И как двадцать два года назад, доктор Филипп Тендхувенн, преодолевая свою и чужую боль, задыхаясь и едва не падая, побежал по неровной, плохо вымощенной улице.
"Не надо было этого делать..." Звезда дернулась и расплылась.
Перепуганные дети сбились в кучу
После укола Жозе стало легче. Он клятвенно пообещал доктору, что мадонна свидетельница - непременно ляжет на операцию. Мадонна с отбитым пальцем стоила в нище и благостно улыбалась.
Неожиданно Филиппу тоже стало лучше.

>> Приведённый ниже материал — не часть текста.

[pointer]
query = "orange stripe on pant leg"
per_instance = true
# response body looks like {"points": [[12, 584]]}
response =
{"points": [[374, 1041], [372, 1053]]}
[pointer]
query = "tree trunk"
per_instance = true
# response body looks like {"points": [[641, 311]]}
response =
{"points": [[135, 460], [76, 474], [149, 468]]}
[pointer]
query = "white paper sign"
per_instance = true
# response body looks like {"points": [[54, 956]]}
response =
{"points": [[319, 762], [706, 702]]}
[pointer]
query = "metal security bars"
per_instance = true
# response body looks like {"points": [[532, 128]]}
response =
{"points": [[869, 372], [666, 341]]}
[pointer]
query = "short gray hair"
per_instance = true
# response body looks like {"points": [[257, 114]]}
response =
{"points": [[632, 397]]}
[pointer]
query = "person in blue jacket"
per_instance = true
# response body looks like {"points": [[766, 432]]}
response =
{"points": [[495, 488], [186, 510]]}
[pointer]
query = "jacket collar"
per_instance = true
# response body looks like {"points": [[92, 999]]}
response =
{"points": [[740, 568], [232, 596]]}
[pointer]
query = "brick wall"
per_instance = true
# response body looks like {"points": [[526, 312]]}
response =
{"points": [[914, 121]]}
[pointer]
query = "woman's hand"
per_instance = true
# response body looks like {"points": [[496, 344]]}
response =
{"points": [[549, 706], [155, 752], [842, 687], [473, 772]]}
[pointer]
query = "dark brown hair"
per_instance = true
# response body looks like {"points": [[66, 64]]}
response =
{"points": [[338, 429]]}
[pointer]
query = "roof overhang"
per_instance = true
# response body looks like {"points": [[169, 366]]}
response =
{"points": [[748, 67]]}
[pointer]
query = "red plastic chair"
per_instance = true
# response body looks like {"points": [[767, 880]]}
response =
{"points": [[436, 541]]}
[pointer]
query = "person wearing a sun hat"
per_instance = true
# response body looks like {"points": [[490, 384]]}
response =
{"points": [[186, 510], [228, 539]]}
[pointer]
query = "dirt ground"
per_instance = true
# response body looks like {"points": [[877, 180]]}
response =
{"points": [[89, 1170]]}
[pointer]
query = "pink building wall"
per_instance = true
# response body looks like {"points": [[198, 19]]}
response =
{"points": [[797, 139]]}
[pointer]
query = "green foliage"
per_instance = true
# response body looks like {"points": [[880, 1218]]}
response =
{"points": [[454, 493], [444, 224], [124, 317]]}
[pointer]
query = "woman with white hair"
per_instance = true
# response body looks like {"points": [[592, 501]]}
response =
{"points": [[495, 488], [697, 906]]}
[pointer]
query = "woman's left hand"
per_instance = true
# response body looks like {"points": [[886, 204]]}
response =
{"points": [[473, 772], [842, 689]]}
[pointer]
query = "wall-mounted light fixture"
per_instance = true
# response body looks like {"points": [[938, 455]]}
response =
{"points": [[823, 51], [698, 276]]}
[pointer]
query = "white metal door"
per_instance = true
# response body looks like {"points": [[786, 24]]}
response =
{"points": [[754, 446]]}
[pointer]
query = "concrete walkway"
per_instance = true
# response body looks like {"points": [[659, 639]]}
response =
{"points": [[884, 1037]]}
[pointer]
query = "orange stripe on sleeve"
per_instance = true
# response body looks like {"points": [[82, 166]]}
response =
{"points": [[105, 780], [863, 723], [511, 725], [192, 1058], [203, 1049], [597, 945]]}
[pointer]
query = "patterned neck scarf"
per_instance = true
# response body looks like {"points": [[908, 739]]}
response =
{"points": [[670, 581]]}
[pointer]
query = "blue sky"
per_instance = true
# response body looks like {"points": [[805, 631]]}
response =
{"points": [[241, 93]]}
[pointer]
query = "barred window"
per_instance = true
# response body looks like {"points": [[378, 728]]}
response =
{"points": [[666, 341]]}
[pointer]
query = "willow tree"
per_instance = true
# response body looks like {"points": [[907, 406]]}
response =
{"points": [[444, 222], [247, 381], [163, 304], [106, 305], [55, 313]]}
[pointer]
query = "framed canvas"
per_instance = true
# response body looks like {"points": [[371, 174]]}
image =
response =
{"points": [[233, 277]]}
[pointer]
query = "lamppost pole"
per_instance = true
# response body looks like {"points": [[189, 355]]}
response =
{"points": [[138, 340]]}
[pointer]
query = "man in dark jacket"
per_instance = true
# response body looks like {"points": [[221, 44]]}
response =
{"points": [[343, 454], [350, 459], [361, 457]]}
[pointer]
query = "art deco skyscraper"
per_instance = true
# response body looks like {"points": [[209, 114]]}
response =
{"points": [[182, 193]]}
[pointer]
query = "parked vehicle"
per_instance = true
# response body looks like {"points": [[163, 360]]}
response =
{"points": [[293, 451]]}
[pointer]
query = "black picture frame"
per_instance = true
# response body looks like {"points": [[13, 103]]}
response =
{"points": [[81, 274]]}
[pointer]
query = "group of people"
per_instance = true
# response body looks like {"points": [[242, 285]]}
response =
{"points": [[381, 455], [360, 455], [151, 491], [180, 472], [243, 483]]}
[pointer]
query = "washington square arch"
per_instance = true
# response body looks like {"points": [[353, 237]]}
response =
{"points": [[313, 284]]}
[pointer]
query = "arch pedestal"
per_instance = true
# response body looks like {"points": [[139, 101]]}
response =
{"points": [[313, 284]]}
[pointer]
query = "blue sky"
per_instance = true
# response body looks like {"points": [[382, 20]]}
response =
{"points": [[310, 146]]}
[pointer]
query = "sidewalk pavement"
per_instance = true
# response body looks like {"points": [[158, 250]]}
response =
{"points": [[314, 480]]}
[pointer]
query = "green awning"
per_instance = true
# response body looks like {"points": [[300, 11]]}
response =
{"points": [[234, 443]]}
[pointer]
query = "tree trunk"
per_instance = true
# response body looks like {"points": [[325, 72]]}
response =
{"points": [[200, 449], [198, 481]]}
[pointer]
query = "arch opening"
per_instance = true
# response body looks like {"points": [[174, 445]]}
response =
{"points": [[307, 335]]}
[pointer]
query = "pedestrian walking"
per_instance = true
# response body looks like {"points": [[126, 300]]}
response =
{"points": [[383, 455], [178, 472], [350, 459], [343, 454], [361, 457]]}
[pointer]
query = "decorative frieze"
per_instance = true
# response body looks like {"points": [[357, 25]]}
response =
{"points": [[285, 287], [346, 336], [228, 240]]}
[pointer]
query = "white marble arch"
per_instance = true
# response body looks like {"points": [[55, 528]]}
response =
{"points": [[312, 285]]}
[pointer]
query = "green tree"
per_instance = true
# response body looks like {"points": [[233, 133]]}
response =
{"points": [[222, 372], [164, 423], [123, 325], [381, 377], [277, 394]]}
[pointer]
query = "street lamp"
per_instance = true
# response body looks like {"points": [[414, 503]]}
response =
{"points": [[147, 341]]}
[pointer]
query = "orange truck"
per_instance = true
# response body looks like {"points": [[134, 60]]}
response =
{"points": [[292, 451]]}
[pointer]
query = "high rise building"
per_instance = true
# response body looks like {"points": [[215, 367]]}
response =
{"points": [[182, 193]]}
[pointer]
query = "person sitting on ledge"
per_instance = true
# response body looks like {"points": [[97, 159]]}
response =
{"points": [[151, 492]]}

Посидев еще немного, он сделал Жозе вторую инъекцию и ушел после того, как бармен заснул.
До вечера он сумел зайти к Герберам - у средней девочки обострился ревмокардит; навестил старика Дарксена, у которого не заживала сломанная еще зимой ключица; мать шофера Яна он предупредил, чтобы после рейса парень зашел к нему: с такой гематомой шутить не стоило.
Неожиданно его скрутило так, что пресеклось дыхание. Это была своя боль. Она была не где-то рядом, как та, которую он всегда слышал и разглядывал, чтобы победить.

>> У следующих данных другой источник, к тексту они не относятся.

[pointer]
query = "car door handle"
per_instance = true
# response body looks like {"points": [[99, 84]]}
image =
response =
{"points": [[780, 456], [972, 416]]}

Эта боль росла в нем как колючий куст; ветвясь, она разрывала сердце, раздирала легкие и внутренности.
Он не мог повернуться, чтобы дотянуться до своего чемоданчика. Все, что ему оставалось, - лежать темной кучей на постели. Подушка возле щеки мокро холодила кожу. Он плакал не от боли, а от какой-то угнетающей пустоты. Теперь, впервые за много лет, он больше никого не слышал. Его собственный крик заглушал все.

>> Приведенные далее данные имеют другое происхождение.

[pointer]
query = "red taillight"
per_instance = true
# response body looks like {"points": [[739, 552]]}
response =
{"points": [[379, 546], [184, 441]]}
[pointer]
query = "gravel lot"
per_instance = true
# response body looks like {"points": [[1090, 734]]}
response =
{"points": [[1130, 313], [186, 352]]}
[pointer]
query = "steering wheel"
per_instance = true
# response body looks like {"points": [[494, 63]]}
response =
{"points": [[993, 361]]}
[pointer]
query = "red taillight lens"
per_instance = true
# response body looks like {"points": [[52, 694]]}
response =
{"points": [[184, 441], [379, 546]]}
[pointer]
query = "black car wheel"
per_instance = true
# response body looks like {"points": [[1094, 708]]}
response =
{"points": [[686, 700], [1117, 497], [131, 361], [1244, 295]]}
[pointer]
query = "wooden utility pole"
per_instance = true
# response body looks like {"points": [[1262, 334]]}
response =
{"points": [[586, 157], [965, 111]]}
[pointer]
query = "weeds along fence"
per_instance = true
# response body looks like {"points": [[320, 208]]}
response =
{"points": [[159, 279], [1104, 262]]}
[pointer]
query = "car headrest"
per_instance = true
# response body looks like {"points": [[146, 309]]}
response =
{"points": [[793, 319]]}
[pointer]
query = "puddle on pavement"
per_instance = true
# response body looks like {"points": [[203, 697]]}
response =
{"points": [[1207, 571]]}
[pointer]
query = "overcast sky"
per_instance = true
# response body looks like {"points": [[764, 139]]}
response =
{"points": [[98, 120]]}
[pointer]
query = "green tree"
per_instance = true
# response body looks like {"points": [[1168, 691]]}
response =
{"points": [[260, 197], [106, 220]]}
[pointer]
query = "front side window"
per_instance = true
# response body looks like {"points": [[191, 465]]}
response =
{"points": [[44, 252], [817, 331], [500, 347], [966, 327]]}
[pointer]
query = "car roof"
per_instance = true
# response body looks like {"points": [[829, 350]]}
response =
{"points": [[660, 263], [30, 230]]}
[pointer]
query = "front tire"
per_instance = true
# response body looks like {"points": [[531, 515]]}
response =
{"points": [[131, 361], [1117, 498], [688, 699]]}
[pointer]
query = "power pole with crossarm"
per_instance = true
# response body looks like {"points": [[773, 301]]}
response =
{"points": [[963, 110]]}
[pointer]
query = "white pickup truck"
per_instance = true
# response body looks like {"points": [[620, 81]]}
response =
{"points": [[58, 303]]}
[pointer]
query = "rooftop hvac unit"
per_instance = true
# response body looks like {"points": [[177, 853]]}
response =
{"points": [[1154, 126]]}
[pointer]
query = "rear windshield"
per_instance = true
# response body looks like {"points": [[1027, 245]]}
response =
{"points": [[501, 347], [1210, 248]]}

И он кричал, кричал, кричал, с каждой секундой все сильнее, так, что содрогалась маленькая звезда, осыпались горы и вставали в далеких морях беспощадные цунами, и ни на секунду не забывал, что его самого, как бы плохо ему ни было, не слышит никто.
...Вечер в поселке наступал быстро. Горы, нависавшие над сотней домиков, слепленных из бетона и дикого камня, заслоняли закат. Небо над вершинами отсвечивало сначала желтым, потом фиолетовым, затем багровым и, наконец, медленно синело.
В домиках зажигали свет. На черную мостовую единственной мощеной улицы из каждого окна вытягивался желтый прямоугольник. Воздух остывал. От старых дуплистых деревьев, неизвестно как прижившихся на каменистой почве, шел горьковатый запах. Липкие побеги едва заметно светились вокруг сырых веток.
А по улице, то пропадая в темноте, то появляясь в полосе света, шел мальчик.
Он громко свистел, крутя за ремешок старую спортивную сумку. Ему было лет двенадцать, и он вряд ли задумывался, почему ему весело.
И вдруг он остановился так резко, что чуть не упал. Сумка грохнулась на булыжник.
Секунд пятнадцать мальчик стоял, словно не зная, что делать. Потом шагнул вперед. И еще. И еще, еще, и пошел все быстрее, побежал к старому дому в самом конце улицы, в окнах которого не было света.